Argüelles faced the swim calmly, because he says that “if you are nervous, it is because you doubt.” The only doubt he had, the one concern, was the physical pain and fatigue at that time of the night. “You may swallow salt water, be sleepy, and those things make you wonder if you can keep swimming,” he had explained the day before.
Discomfort is part of the challenge. And challenges are what Antonio has sought all his life to make it fun. It is his way of living it. The first challenge was his quest to become an Olympic swimmer after witnessing with great excitement Felipe “el Tibio” Muñoz’s gold medal in the 200-meter breaststroke in 1968.
Another one was becoming Undersecretary of the Trade Ministry at age 30, in the midst of NAFTA negotiations with the United States. Managing his pharmaceutical import company and his educational policy consultancy firm is yet another, current challenge. This trajectory has given him the means to finance his swims. “I’m a great implementer,” he says.
But if Argüelles is well-known today, it is, above all, for his achievements in the open waters. He is one of the most respected athletes in the discipline. On one occasion, training in San Francisco, he had to stop in the middle of the sea to take a photo with a swimmer who passed and recognized him. “Winning awards has given me a voice,” he admits. “Power is fabulous; it gives you the ability to make impactful changes.”
But he is not in a hurry, because, as he says, “challenges are ageless.” If they weren’t, his diet would be more professional, sportingly speaking. “Learn it by heart: two Coronas with two tequilas, a bottle of wine, and two whiskeys,” he says, smiling, in relation to what he drinks in a day. “And I smoke cigars!”, he adds. His coaches gave up from day one, because there are certain pleasures that Toño is not willing to give up.
But swimming, more than pleasure, gives him satisfaction. “The happiest moment is when you get out of the water and you’re done,” he confesses several hours after completing the training session. He can lift his arms without pain, which, according to his coaches, proves that he will face the English Channel with excellent physical fitness.
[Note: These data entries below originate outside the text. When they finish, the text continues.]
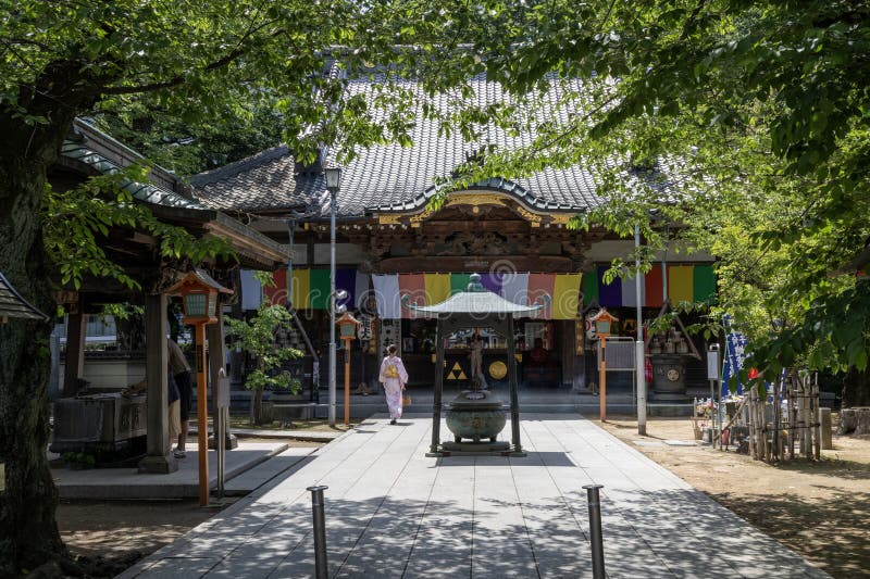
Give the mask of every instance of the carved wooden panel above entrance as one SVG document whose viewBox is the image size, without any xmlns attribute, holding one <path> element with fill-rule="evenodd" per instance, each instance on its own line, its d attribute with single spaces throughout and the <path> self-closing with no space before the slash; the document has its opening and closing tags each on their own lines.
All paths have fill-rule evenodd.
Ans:
<svg viewBox="0 0 870 579">
<path fill-rule="evenodd" d="M 488 273 L 488 272 L 548 272 L 567 274 L 577 270 L 570 257 L 558 255 L 502 255 L 502 256 L 431 256 L 387 257 L 376 266 L 378 272 L 412 274 L 420 272 Z"/>
<path fill-rule="evenodd" d="M 432 219 L 436 215 L 445 213 L 451 207 L 462 207 L 462 213 L 470 216 L 485 216 L 493 207 L 507 207 L 510 212 L 532 227 L 542 225 L 563 225 L 571 218 L 570 213 L 543 213 L 526 207 L 517 199 L 497 192 L 489 191 L 463 191 L 451 193 L 439 210 L 425 207 L 418 213 L 381 213 L 377 215 L 381 225 L 410 225 L 420 227 L 422 224 Z"/>
</svg>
Now he is already thinking about what’s coming. He has decided that his next challenge will be the Oceans Seven, this time completing each swim back and forth. He sees himself swimming until he turns 80. “He needs the waves to live,” says Rafael Álvarez. “If there are no waves, don’t worry; he will create them.”
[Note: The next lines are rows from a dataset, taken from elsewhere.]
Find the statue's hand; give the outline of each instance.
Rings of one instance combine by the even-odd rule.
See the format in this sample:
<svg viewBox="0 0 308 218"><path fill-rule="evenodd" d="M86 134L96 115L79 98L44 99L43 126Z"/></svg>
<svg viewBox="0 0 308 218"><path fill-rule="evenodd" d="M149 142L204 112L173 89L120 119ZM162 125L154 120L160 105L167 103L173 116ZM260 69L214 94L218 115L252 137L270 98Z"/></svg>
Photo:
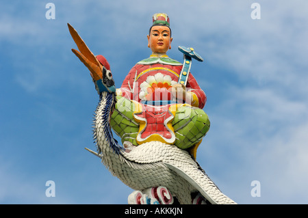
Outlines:
<svg viewBox="0 0 308 218"><path fill-rule="evenodd" d="M76 30L68 23L68 29L73 39L76 43L79 51L72 49L72 51L81 61L82 63L89 69L91 77L94 81L98 81L103 77L103 65L99 63L92 51L88 48L86 43L77 33Z"/></svg>
<svg viewBox="0 0 308 218"><path fill-rule="evenodd" d="M175 84L170 89L172 96L177 100L185 100L186 99L186 87L183 84Z"/></svg>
In retrospective, the coach believes that the training sessions in the pool back in May 2020 were critical. He was the one who told him that if they couldn’t resist that effort in fresh water, they would not be able to complete the challenge in salt water. “I promised him that when we are 15 kilometers away from the English shore, I will tell him: ‘remember the pool,’” he says. “And it will happen.”